Ahnihmuhs
Ahnihmuhs

Reputation: 107

How to put back udp packet in the receivebuffer

I'm writing a small application which includes UDP Hole-Punching for P2P-Communication implemented in Linux (Posix Sockets). It works well so far but I do have a problem with the incoming packets.

After the two clients received the peerinformation of the respective client they start sending UDP-Packets to make holes in their firewall.

And here my problem pops in: After sending the "HolePunching-Packet" the client listens (rcv) for incoming packets. If the client receives a "HolePunching-Packet", the Punching process is beeing stopped successfully and the user can start receiving/sending userdata.

But if the HolePunching-Packet of the other client is beeing held by the clients firewall, this packet will never reach the rcv-call and the current thread will be blocked until the next userdata "wakes up" the client, but this perticular packet is being consumed by the Punching-process and can't be relayed to the user.

So I'm searching for any method to put back the first received udp-packet back into the receive-buffer of the system. I can't use my own (char) buffers as a project contraint and have to find a workaround if there is no way to achieve this using posix-methods.

Do you guys know any method to do this in Posix systems?

Here is a rough schema of how my application works:

SocketClass
{
    Punching
    {
        send(Give me the IP:PORT of Client2)
        recv(Peerinformation)

        send(HolePunchingPacket to client2)
        recv(HolePunchingPacket from client2 or userdata)
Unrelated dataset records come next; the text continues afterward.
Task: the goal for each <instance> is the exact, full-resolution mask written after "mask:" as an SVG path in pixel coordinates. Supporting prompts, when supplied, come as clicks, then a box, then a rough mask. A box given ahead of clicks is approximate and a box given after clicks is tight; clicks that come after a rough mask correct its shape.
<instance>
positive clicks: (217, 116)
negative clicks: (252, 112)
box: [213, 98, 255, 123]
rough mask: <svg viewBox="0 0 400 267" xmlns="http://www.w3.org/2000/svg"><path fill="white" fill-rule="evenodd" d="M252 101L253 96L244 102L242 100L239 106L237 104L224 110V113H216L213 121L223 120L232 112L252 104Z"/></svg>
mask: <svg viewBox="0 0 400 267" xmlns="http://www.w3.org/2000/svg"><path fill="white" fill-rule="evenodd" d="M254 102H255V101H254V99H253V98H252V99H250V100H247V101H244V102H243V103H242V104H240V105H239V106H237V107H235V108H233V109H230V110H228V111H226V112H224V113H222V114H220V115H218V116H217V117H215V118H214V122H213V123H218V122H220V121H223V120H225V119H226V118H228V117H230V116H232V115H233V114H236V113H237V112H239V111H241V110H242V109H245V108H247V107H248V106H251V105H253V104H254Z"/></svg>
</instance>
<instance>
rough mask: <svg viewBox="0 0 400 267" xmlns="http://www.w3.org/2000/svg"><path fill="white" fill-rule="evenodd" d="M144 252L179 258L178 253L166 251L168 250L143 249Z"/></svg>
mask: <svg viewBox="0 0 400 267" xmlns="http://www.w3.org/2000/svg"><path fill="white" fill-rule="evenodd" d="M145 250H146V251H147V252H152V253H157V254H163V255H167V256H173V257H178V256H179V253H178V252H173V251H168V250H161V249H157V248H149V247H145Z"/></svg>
        if (recvedPacket != HolePunching-Packet)
           put_back_in_recvbuffer(recvedPacket)

        done
    }

    UserCode
    {
       [...]
    }
}

Upvotes: 0

Views: 268

Answers (1)

Nikolai Fetissov
Nikolai Fetissov

Reputation: 84169

You can use MSG_PEEK flag with recv(2) in you "punching" process, and then only de-queue data when needed, but honestly, this looks like a kludge. Why not implement a clean state machine for your process and forward packets to appropriate code paths according to the state?